Uva--10029（动规，map，记忆化搜索）

2014-08-04 22:52:19

Problem C: Edit Step Ladders

An edit step is a transformation from one word x to another word y such that x and y are words in the dictionary, and x can be transformed to y by adding, deleting, or changing one letter. So the transformation from dig to dog or from dog to do are both edit steps. An edit step ladder is a lexicographically ordered sequence of words w₁, w₂, ... w_n such that the transformation from w_i to w_i+1 is an edit step for all i from 1 to n-1.

For a given dictionary, you are to compute the length of the longest edit step ladder.

Input

The input to your program consists of the dictionary - a set of lower case words in lexicographic order - one per line. No word exceeds 16 letters and there are no more than 25000 words in the dictionary.

Output

The output consists of a single integer, the number of words in the longest edit step ladder.

Sample Input

cat
dig
dog
fig
fin
fine
fog
log
wine

Sample Output

5

借鉴：http://blog.csdn.net/wiking__acm/article/details/24382243
思路：字符版LIS，25000个字符，如果用朴素O(n^2)算法会超时（如果Uva数据正常的话），固考虑用dp记忆化搜索，也就是DAG上求最长路的问题了，关键在于图的连边上怎么处理呢。
这里借鉴了别人博客，有add，delete，change三种转换方式，其中add和delete是等价的（串A增一个字符得到串B，那么串B删一个字符必能得到串A）。这里用‘？’字符来插入串中某个位置（‘？’表示可为任意字母），或代替串中某个字符来达到add和change的效果，再把转换后的串进行匹配。这样就可以建图了，记忆化搜索即可。

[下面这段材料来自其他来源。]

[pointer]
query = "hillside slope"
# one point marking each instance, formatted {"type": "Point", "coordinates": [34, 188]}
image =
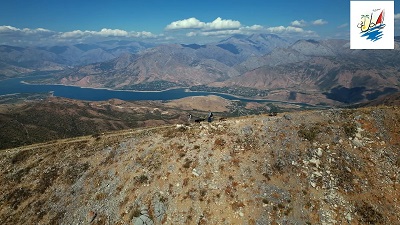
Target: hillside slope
{"type": "Point", "coordinates": [313, 167]}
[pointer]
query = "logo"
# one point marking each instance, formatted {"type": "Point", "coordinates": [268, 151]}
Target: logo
{"type": "Point", "coordinates": [371, 24]}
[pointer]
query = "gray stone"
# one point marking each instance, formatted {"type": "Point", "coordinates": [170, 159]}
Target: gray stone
{"type": "Point", "coordinates": [357, 142]}
{"type": "Point", "coordinates": [247, 130]}
{"type": "Point", "coordinates": [159, 210]}
{"type": "Point", "coordinates": [288, 117]}
{"type": "Point", "coordinates": [143, 220]}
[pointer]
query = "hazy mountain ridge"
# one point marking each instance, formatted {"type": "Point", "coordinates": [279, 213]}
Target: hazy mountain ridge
{"type": "Point", "coordinates": [332, 166]}
{"type": "Point", "coordinates": [326, 71]}
{"type": "Point", "coordinates": [30, 59]}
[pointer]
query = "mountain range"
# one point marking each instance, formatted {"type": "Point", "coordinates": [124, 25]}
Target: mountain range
{"type": "Point", "coordinates": [337, 166]}
{"type": "Point", "coordinates": [311, 71]}
{"type": "Point", "coordinates": [19, 60]}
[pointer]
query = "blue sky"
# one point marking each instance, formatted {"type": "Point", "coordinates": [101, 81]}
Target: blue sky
{"type": "Point", "coordinates": [42, 22]}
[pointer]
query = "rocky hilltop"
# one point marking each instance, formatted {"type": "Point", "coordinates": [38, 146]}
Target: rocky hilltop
{"type": "Point", "coordinates": [338, 166]}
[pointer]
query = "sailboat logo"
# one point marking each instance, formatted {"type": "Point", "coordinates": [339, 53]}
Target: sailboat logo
{"type": "Point", "coordinates": [371, 25]}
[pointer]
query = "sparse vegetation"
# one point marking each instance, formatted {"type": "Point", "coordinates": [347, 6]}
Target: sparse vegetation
{"type": "Point", "coordinates": [350, 129]}
{"type": "Point", "coordinates": [309, 132]}
{"type": "Point", "coordinates": [368, 214]}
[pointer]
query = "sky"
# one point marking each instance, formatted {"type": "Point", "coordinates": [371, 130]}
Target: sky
{"type": "Point", "coordinates": [49, 22]}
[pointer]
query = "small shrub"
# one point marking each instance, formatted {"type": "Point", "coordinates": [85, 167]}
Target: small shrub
{"type": "Point", "coordinates": [219, 142]}
{"type": "Point", "coordinates": [368, 214]}
{"type": "Point", "coordinates": [142, 179]}
{"type": "Point", "coordinates": [187, 164]}
{"type": "Point", "coordinates": [350, 129]}
{"type": "Point", "coordinates": [308, 133]}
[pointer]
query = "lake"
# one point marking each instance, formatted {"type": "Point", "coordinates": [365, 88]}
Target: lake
{"type": "Point", "coordinates": [16, 85]}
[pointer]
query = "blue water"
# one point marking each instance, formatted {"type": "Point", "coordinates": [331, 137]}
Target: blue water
{"type": "Point", "coordinates": [14, 85]}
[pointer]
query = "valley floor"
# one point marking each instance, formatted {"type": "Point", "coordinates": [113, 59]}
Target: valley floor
{"type": "Point", "coordinates": [313, 167]}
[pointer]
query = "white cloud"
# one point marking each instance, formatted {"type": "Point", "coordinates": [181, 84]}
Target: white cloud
{"type": "Point", "coordinates": [299, 23]}
{"type": "Point", "coordinates": [193, 23]}
{"type": "Point", "coordinates": [41, 36]}
{"type": "Point", "coordinates": [319, 22]}
{"type": "Point", "coordinates": [220, 24]}
{"type": "Point", "coordinates": [343, 25]}
{"type": "Point", "coordinates": [8, 28]}
{"type": "Point", "coordinates": [253, 28]}
{"type": "Point", "coordinates": [282, 29]}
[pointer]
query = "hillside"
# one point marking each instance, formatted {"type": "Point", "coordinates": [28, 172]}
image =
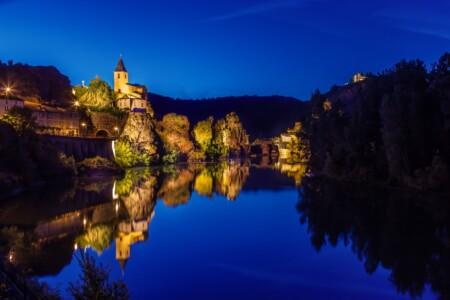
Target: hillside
{"type": "Point", "coordinates": [263, 117]}
{"type": "Point", "coordinates": [36, 83]}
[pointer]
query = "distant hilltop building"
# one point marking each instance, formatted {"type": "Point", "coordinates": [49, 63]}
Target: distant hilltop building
{"type": "Point", "coordinates": [130, 97]}
{"type": "Point", "coordinates": [51, 120]}
{"type": "Point", "coordinates": [358, 77]}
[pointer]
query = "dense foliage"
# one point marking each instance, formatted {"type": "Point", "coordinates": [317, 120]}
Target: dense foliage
{"type": "Point", "coordinates": [405, 233]}
{"type": "Point", "coordinates": [173, 130]}
{"type": "Point", "coordinates": [36, 83]}
{"type": "Point", "coordinates": [393, 126]}
{"type": "Point", "coordinates": [25, 157]}
{"type": "Point", "coordinates": [262, 117]}
{"type": "Point", "coordinates": [95, 284]}
{"type": "Point", "coordinates": [98, 95]}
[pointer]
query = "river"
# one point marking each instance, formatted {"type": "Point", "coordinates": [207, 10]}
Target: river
{"type": "Point", "coordinates": [234, 230]}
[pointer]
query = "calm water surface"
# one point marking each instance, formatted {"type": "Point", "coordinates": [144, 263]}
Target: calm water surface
{"type": "Point", "coordinates": [235, 231]}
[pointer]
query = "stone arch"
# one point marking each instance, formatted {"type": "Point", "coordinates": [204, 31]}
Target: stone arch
{"type": "Point", "coordinates": [102, 133]}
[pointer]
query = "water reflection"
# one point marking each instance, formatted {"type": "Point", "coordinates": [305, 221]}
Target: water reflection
{"type": "Point", "coordinates": [406, 233]}
{"type": "Point", "coordinates": [40, 231]}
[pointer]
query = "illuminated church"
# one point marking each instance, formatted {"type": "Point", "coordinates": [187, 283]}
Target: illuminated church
{"type": "Point", "coordinates": [130, 97]}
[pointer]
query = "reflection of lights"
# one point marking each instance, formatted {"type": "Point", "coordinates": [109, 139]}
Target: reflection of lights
{"type": "Point", "coordinates": [115, 196]}
{"type": "Point", "coordinates": [113, 146]}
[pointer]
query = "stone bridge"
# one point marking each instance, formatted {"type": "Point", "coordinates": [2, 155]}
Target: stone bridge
{"type": "Point", "coordinates": [262, 147]}
{"type": "Point", "coordinates": [82, 147]}
{"type": "Point", "coordinates": [106, 125]}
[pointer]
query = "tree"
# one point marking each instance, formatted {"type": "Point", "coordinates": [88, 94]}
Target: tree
{"type": "Point", "coordinates": [173, 130]}
{"type": "Point", "coordinates": [137, 144]}
{"type": "Point", "coordinates": [230, 136]}
{"type": "Point", "coordinates": [203, 134]}
{"type": "Point", "coordinates": [94, 284]}
{"type": "Point", "coordinates": [98, 95]}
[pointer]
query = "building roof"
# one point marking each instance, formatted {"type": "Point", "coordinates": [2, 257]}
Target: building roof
{"type": "Point", "coordinates": [120, 66]}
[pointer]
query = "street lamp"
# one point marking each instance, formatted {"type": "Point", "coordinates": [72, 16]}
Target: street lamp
{"type": "Point", "coordinates": [8, 91]}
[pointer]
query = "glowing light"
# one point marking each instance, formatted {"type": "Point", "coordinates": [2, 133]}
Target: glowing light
{"type": "Point", "coordinates": [115, 196]}
{"type": "Point", "coordinates": [113, 146]}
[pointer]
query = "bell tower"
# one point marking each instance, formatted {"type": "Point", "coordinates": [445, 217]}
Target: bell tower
{"type": "Point", "coordinates": [120, 77]}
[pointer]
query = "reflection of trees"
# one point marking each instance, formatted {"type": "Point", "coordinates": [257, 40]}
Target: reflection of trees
{"type": "Point", "coordinates": [294, 171]}
{"type": "Point", "coordinates": [204, 182]}
{"type": "Point", "coordinates": [230, 178]}
{"type": "Point", "coordinates": [176, 186]}
{"type": "Point", "coordinates": [98, 237]}
{"type": "Point", "coordinates": [407, 234]}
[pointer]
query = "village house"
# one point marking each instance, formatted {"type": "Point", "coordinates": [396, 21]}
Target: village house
{"type": "Point", "coordinates": [49, 119]}
{"type": "Point", "coordinates": [130, 97]}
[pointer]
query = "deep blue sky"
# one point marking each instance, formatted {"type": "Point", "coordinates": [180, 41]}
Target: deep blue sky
{"type": "Point", "coordinates": [204, 48]}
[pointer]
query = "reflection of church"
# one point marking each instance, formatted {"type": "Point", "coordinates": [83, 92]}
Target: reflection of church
{"type": "Point", "coordinates": [130, 97]}
{"type": "Point", "coordinates": [139, 205]}
{"type": "Point", "coordinates": [130, 233]}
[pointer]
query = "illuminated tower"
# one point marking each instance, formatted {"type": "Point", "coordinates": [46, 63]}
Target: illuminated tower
{"type": "Point", "coordinates": [120, 77]}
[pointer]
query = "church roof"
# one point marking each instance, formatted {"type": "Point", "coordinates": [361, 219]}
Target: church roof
{"type": "Point", "coordinates": [120, 66]}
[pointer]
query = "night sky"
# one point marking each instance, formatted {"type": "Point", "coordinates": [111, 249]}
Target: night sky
{"type": "Point", "coordinates": [208, 48]}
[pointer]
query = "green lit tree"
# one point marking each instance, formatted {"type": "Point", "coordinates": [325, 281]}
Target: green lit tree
{"type": "Point", "coordinates": [98, 95]}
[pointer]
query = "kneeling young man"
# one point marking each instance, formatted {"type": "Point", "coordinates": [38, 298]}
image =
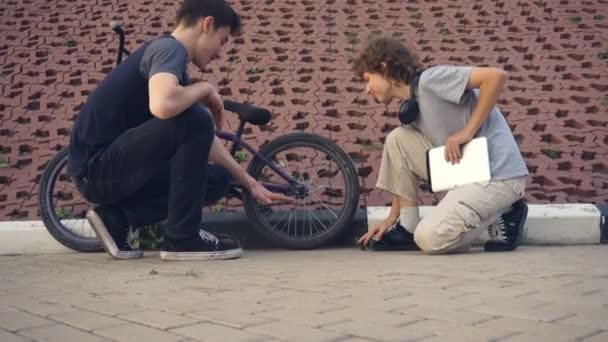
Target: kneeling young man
{"type": "Point", "coordinates": [456, 104]}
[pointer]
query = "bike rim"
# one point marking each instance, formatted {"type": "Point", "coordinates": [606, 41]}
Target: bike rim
{"type": "Point", "coordinates": [65, 213]}
{"type": "Point", "coordinates": [315, 212]}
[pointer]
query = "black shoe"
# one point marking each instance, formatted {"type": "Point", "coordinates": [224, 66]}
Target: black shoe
{"type": "Point", "coordinates": [508, 229]}
{"type": "Point", "coordinates": [396, 238]}
{"type": "Point", "coordinates": [113, 230]}
{"type": "Point", "coordinates": [204, 247]}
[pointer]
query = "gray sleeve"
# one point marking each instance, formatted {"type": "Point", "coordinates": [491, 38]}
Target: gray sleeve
{"type": "Point", "coordinates": [446, 82]}
{"type": "Point", "coordinates": [164, 55]}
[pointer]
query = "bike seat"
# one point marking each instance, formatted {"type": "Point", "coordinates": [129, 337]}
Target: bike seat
{"type": "Point", "coordinates": [248, 113]}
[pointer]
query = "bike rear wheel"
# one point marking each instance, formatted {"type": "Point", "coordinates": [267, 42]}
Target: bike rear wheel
{"type": "Point", "coordinates": [324, 210]}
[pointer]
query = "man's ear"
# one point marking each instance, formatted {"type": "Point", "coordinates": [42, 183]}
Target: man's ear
{"type": "Point", "coordinates": [206, 24]}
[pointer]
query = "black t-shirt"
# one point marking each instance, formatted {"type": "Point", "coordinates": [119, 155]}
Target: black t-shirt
{"type": "Point", "coordinates": [121, 101]}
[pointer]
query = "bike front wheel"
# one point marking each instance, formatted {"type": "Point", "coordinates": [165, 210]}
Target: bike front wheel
{"type": "Point", "coordinates": [63, 209]}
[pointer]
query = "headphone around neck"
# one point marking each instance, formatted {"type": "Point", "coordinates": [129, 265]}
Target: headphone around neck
{"type": "Point", "coordinates": [408, 111]}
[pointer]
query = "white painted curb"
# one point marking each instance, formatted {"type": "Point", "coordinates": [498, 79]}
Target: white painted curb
{"type": "Point", "coordinates": [554, 224]}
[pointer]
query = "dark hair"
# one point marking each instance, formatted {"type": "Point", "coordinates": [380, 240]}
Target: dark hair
{"type": "Point", "coordinates": [223, 15]}
{"type": "Point", "coordinates": [402, 62]}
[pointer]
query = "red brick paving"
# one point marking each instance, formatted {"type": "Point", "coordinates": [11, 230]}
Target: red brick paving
{"type": "Point", "coordinates": [293, 58]}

/*************************************************************************
    > File Name: j.cpp
    > Author: Nature
    > Mail: 564374850@qq.com 
    > Created Time: Mon 04 Aug 2014 02:42:06 PM CST
************************************************************************/

#include <cstdio>
#include <cstring>
#include <cstdlib>
#include <cmath>
#include <map>
#include <string>
#include <vector>
#include <iostream>
#include <algorithm>
using namespace std;
const int maxn = 25000;

map<string,int> m;
vector<int> g[maxn + 5];
string s[maxn + 5];
int cnt;

string Chan(const string &st,int pos,int len){
    string tem;
    for(int i = 0; i < len; ++i){
        if(i == pos) tem.push_back('?');
        else tem.push_back(st[i]);
    }
    return tem;
}

string Add(const string &st,int pos,int len){
    string tem;
    for(int i = 0; i < len; ++i){
        if(i == pos) tem.push_back('?');
        tem.push_back(st[i]);
    }
    if(pos == len)
        tem.push_back('?');
    return tem;
}

int dp[maxn + 5];

int Solve(int p,int num){
    if(dp[p] != -1)
        return dp[p];
    int tmax = 0;
    for(int i = 0; i < g[p].size(); ++i){
        tmax = max(tmax,Solve(g[p][i],num + 1));
    }
    return dp[p] = 1 + tmax; //记忆化搜索核心，tmax是后继子情况最优解
}

int main(){
    cnt = 0;
    while(cin >> s[cnt])
        ++cnt;
    for(int i = cnt - 1; i >= 0; --i){
        int l = s[i].size();
        for(int p = 0; p < l; ++p){
            string tChan = Chan(s[i],p,l);
            if(m.count(tChan) > 0)
                g[m[tChan]].push_back(i);
            m[tChan] = i;
        }
        for(int p = 0; p <= l; ++p){
            string tAdd = Add(s[i],p,l);
            if(m.count(tAdd) > 0)
                g[m[tAdd]].push_back(i);
            m[tAdd] = i;
        }
    }
    memset(dp,-1,sizeof(dp));
    int ansmax = 0;
    for(int i = cnt - 1; i >= 0; --i)
        ansmax = max(ansmax,Solve(i,1));
    printf("%d\n",ansmax);
    return 0;
}